・膠原病が原因でFUOというのはまれ。
・1961年にPetersdorfが古典的なFUOを記載したとき、感染症が原因として最も多く、次いで悪性疾患、で次が膠原病だった。しかし、血清学的検査によってほとんどの膠原病は診断できるようになり、相対的には原因となりにくくなってしまったのだ。例えば、RAやSLEがFUOの原因になることはまれである。
・逆に、簡単な検査では診断できないものがFUOとなる可能性がある。例えば、菊池病、高安血管炎、PAN、AJRA(成人Still病)などである。
・SLEがFUOとなるときは、難しい。特に症状がないとき、これを疑わなければ検査しないかもしれない。
・CMV感染がSLEのフレアを起こすことがある。
・サルコイドーシスも診断が難しいことがある。熱としては3形あり、uveoparotid fever (ぶどう膜耳下腺熱、Heerfordt's syndrome)、肉芽腫性肝炎、それに髄膜炎である。髄膜炎は脳底部に起き、前視床下部にある熱調節中枢に影響を与える。これらを除外した場合、サルコイドーシスと熱がある場合は二つの可能性を考える。サルコイドーシスという診断が間違っており、サルコイドーシスっぽい別の病気があることと、サルコイドーシスに感染症が合併している場合である。例えば、サルコイドーシスに胸水がたまっていれば、結核性胸膜炎の合併を考える。
・サルコイドーシスにB細胞リンパ腫が合併する、サルコイドーシス・リンパ腫症候群がある。CLLを起こすこともある(Richter's transformation)
不明熱の時は、、、
・Stillで、band keratopathyに注意。他に、ドライアイ、PANのwatery eye、SLEの結膜炎やぶどう膜炎に注意。
・リンパ節腫脹は、SLEか菊池病を考える。
・脾腫は、菊池病を考える。
・精巣上体炎・精巣炎はPANを考える
・関節炎は、late onset RAやSLEを考える。
コモン
Still、JRA、PMR、GCA(TA)
少ない
late onset RA、PAN、SLE
まれ
Sjogren、FMF,Behcet(日本では多いか)、偽痛風、高安、菊池(これも日本ではわりとコモンな疾患だが、確かに不明熱になるかというと、、、)
・白血球が下がるときはSLEと菊池病を考える
・単球血症があればSLE,PAN,TAを考える。
・好酸球が上がっていればPANを考える。
・リンパ球低下があればSLEを考える
・血小板上昇があればPANを考える。
ESR100以上では、
・Still、SLE、PMR/TA、PAN、LORA、FMF、菊池、高安、、、あんま役に立たないか。
肝機能異常
・PANではアルフォス
・トランスアミラーゼ、菊池とStill
polyclonal gammopathy
・PANと高安
腎不全
・PANとSLE
フェリチン
・Still,そしてSLE!!あとはMDS、リンパ腫、固形がん、TAなども
高齢者、熱、体幹中心の筋肉痛、でも筋力低下はない、、、PMR!(他にCPK上がらないなども)。
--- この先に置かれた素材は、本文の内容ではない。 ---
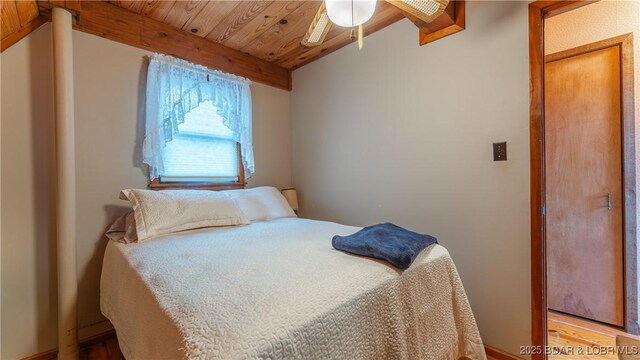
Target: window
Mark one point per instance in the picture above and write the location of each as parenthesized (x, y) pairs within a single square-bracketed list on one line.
[(203, 150), (198, 127)]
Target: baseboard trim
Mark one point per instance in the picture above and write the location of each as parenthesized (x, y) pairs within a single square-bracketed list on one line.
[(499, 354), (88, 342)]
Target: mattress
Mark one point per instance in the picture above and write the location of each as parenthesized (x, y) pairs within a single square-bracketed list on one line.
[(278, 290)]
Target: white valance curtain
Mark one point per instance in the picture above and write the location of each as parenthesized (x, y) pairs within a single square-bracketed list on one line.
[(174, 88)]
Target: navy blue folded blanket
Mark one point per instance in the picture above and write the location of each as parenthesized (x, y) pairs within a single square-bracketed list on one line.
[(386, 241)]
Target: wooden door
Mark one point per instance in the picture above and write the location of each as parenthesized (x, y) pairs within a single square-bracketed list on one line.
[(584, 194)]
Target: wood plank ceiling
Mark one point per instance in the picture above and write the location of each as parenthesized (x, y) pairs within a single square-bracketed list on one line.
[(269, 30), (258, 39)]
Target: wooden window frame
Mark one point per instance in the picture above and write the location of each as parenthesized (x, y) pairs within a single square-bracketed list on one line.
[(156, 184), (539, 11)]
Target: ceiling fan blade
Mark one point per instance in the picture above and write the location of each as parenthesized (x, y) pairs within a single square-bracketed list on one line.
[(425, 10), (319, 28)]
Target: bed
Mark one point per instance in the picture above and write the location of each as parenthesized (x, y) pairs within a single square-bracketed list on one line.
[(278, 290)]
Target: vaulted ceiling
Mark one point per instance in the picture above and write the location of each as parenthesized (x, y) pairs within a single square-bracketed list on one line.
[(259, 39), (269, 30)]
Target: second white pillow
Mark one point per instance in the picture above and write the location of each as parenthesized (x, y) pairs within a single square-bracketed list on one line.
[(163, 212), (262, 203)]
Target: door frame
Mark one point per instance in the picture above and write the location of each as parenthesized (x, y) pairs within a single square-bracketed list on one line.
[(538, 12)]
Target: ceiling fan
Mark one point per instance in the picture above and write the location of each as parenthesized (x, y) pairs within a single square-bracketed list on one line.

頭痛があればTAを考える。側頭動脈に圧痛がないこともある。側頭動脈から出ている眼動脈が失明の原因となることもあるのでそのときは即行ステロイド。空咳が出ることがある、、、、食欲不振、体重減少、盗汗がみられることも。噛みかみするとあごが痛い、、、検査はみんな非特異的。アルファ1,2グロブリンがFUOで上がっていれば、TAかリンパ腫を考えること、、だって。
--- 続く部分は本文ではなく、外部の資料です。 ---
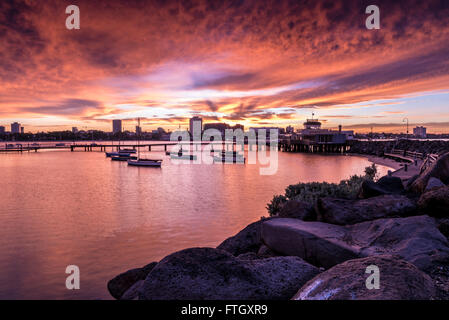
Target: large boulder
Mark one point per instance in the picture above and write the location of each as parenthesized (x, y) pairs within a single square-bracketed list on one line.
[(433, 183), (297, 209), (124, 281), (435, 202), (247, 240), (385, 185), (343, 212), (439, 169), (415, 239), (319, 243), (398, 280), (211, 274)]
感染症屋ならだれでも大好きだが、診断にはあまり使えないdouble quotidian fever
・Still, 右側の淋菌性心内膜炎(みたことない。青木先生も喜舎場先生も診たことがないとおっしゃっていたから、いいか)、混合マラリア(これは最近よくみられる)、そしてカラ・アザール。
Stillではサーモンピンクの皮疹やKoebner現象が有名。
血管炎。これは難しいことが多い。
・拍動が消えたら、高安を考える。CBCは非特異的、好酸球が「ない」のが特徴。